How To Prototype Your App With People (Using Mechanical Turk)

Ted Mann SS When my iOS app SnipSnap was accepted to DreamIt Ventures two years ago, it was little more than a screencast and a high-fidelity prototype built on Keynote templates. Vaporwear. We were planning to build a fairly sophisticated OCR app for coupons and had zero technology. But we learned you can overpromise like this with early features--if you know your way around Amazon's Mechanical Turk service.

M-turk, as it's known for short, allows you to outsource small jobs to real people. You can route tasks there via their API, allowing your app to deliver work to remote workers and then take back the results. Without all those outsource workers, we never would have been able to get SnipSnap working at the scale needed to prove out the capital investment in writing OCR software.

Step 1. Proving Out The Concept

The goal of our iOS app was to parse out all coupon details and then return back a digital version ready to redeem in-store. We thought of it as DIY mobile couponing. I knew the concept would work in stores, as I'd spent the prior six months photographing coupons--Babies "R" Us, Macy's, Bed Bath & Beyond, Target--and then successfully redeeming them off my phone's camera roll. It just worked. I knew how much more valuable this experience would be in app form, with all the structured coupon data enabling features like expiration-date alerts and location-based reminders and scannable barcodes.

Having seen the effectiveness of Optical Character Recognition (OCR) at powering a class of business-card scanning apps, like WordCard Mobile and CardSnap, I figured we could take that same approach and apply it to coupons. Thus was born my spiffy prototype and lofty promises to the DreamIt selection committee. After quitting my nice stable job at Gannett, and reassuring my pregnant wife all the while, I ventured off to West Philadelphia to build this seemingly simple utility in three months or less. It took less than one week to realize how horribly misguided I'd been.

Sh*t, ORC Software Is Hard

OCR on coupons was, quite simply, a bad idea. We tested every option--from the free, open-source Tesseract OCR library, to Abbyy's crazy expensive in-app SDK and various other server-side OCR products. The app could extract some text, but not nearly enough.

The problem: Coupon layout is sloppy, irregular, and unstructured. Perhaps most problematic, even when we did extract text, we had to formulate countless natural-language patterns to be able to parse the text into the appropriate fields, like the expiration date. Our mentor put it bluntly: Our approach was DOA.
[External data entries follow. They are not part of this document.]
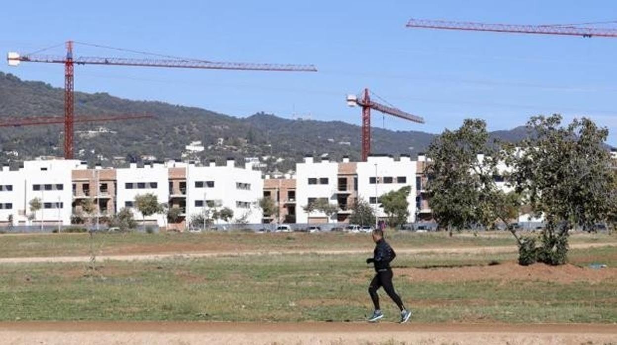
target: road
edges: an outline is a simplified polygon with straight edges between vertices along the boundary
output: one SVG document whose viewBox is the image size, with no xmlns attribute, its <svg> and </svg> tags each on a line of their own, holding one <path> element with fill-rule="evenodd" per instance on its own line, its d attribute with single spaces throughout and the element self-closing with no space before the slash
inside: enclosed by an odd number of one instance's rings
<svg viewBox="0 0 617 345">
<path fill-rule="evenodd" d="M 616 325 L 6 322 L 0 344 L 615 344 Z"/>
</svg>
Around the same time, I heard about another business card scanning app, one that had been acquired by LinkedIn. When I first used CardMunch I was disappointed; it didn't give you a result instantly. But then, after a few minutes, the details of the card were identified perfectly. How'd they do that with just a semi-blurry photo? I puzzled over this for weeks until a much smarter entrepreneur friend gave me a clue: "Dude, they're just Turking 'em."

All The Cool Startups Are M-Turkin' It

Crowdsourced labor is perfect for fulfilling simple, routine tasks that can't be otherwise automated. Got a business card that needs parsing? You can M-turk it. Photos on your social network that need to be screened for pornographic images? M-turk to the rescue. Audio that needs transcribing? Yup, works for that too.

The more I talked with other entrepreneurs, the more I realized that this approach was not only viable, but advisable. M-turk essentially allows a startup like SnipSnap to brute-force a problem that there isn't an easy technological solution for (yet). In reading Lean Startup, this is more or less how Aardvark (acquired by Google) built their ask/answer MVP. The DreamIt folks informed me that Adaptly, a star from a former DreamIt class, also brute-forced their product at the outset.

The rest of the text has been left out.